In recent decades, changes in climate
have caused impacts on natural and human systems on all continents and across
the oceans. Differences in vulnerability and exposure arise from non-climatic
factors and from multidimensional inequalities often produce by uneven
development processes. These differences shape differential risks from climate
change. Impacts from recent climate-related extremes, such as heat waves,
droughts, floods, cyclones, and wildfires, reveal significant vulnerability and
exposure of some ecosystems and many human systems to current climate
variability.
The report provides sufficient and
detailed evidence, allowing us to draw conclusions to the question, “To what
extent does climate change affect the world"? Prior to reading the report,
I have always considered climate change as a minor problem, affecting only the
microcosm. Of course, summertime might get a little bit hotter, the wind
might be slightly stronger during winter, and a few more storms might
fly by during the Monsoon season, but those are only minor impacts, compared to
what is actually changing in the world. The main reason might be because I live
in a more fortunate part of the world, in a middle-class family, where the
extent of the problems do not reach. The adaptation proposals in the report
tends to address the lower-working class and people living in poverty, more
than those with higher social status.
Due to these changes, adaptation is
becoming embedded in some planning processes, with
more limited implementation of responses. Most assessments of adaptation have
been restricted to impacts, vulnerability,
and adaptation planning, with very few assessing the processes of implementation or the
effects of adaptation actions.
Adaptation experience is accumulating
across regions in the public and
private sector and within communities. Governments at various levels are
starting to develop adaptation plans
and policies and to integrate climate-change considerations into broader development plans.
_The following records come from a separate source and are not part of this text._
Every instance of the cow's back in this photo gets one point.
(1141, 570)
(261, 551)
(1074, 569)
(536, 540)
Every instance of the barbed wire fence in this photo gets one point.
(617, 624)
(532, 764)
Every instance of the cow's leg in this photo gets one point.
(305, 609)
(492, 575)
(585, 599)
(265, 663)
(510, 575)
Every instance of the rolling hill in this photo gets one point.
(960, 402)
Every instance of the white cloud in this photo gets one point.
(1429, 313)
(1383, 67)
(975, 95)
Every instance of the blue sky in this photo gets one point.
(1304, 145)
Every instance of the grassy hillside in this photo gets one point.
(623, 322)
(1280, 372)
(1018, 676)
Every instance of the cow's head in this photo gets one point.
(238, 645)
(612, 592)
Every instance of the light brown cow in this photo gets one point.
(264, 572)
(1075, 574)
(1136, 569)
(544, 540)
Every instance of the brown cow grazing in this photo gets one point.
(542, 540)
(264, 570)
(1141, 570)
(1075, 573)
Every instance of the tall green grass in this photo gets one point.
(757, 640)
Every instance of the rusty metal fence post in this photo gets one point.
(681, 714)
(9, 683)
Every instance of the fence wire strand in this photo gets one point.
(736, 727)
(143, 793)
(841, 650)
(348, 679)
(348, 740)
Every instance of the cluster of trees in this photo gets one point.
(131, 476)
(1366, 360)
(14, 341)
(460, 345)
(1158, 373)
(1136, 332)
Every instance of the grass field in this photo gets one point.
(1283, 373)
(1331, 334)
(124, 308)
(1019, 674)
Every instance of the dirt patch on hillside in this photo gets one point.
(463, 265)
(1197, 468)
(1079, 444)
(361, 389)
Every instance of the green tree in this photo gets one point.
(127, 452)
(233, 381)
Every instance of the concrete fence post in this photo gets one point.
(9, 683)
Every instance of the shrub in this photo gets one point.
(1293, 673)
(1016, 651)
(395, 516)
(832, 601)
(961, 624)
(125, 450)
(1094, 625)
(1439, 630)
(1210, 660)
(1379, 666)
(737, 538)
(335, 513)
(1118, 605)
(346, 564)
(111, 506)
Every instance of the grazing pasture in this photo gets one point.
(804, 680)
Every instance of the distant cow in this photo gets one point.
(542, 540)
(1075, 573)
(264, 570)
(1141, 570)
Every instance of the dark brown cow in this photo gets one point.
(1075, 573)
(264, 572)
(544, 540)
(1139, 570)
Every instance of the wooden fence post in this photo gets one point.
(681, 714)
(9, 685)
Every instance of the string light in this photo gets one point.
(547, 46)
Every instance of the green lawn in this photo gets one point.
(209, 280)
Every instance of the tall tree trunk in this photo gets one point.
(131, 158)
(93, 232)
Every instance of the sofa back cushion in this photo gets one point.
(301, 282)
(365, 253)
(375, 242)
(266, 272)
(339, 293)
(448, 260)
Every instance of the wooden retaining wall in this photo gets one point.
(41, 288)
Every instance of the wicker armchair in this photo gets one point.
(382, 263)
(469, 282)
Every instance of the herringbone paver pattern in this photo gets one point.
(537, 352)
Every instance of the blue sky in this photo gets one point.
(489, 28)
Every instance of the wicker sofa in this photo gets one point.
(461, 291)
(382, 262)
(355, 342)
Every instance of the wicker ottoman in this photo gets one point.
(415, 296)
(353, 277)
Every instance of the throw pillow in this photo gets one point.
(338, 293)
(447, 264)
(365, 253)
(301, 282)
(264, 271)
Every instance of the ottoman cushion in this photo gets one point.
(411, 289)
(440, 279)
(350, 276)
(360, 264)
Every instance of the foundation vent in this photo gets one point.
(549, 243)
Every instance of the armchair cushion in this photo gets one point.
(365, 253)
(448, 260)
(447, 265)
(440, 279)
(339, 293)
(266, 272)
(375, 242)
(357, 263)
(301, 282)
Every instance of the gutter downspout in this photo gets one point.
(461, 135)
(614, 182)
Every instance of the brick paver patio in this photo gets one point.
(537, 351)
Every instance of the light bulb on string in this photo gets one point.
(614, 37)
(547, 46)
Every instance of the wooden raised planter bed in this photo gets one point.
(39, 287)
Responding to climate-related risks involves decision making in a changing
world, with continuing uncertainty about the severity and timing of
climate-change impacts and with limits to the effectiveness of adaptation. This
motivates exploration of a wide range of socioeconomic futures in assessments
of risks.
Increasing magnitudes of warming
increase the likelihood of severe, pervasive, and irreversible impacts. The
overall risks of climate change impacts can be reduced by limiting the rate and
magnitude of climate change. There are many principles that can influence
effective adaptation. It is important to note that significant co-benefits, synergies,
and trade-offs exist between mitigation and adaptation and among different
adaptation responses; interactions occur both within and across regions.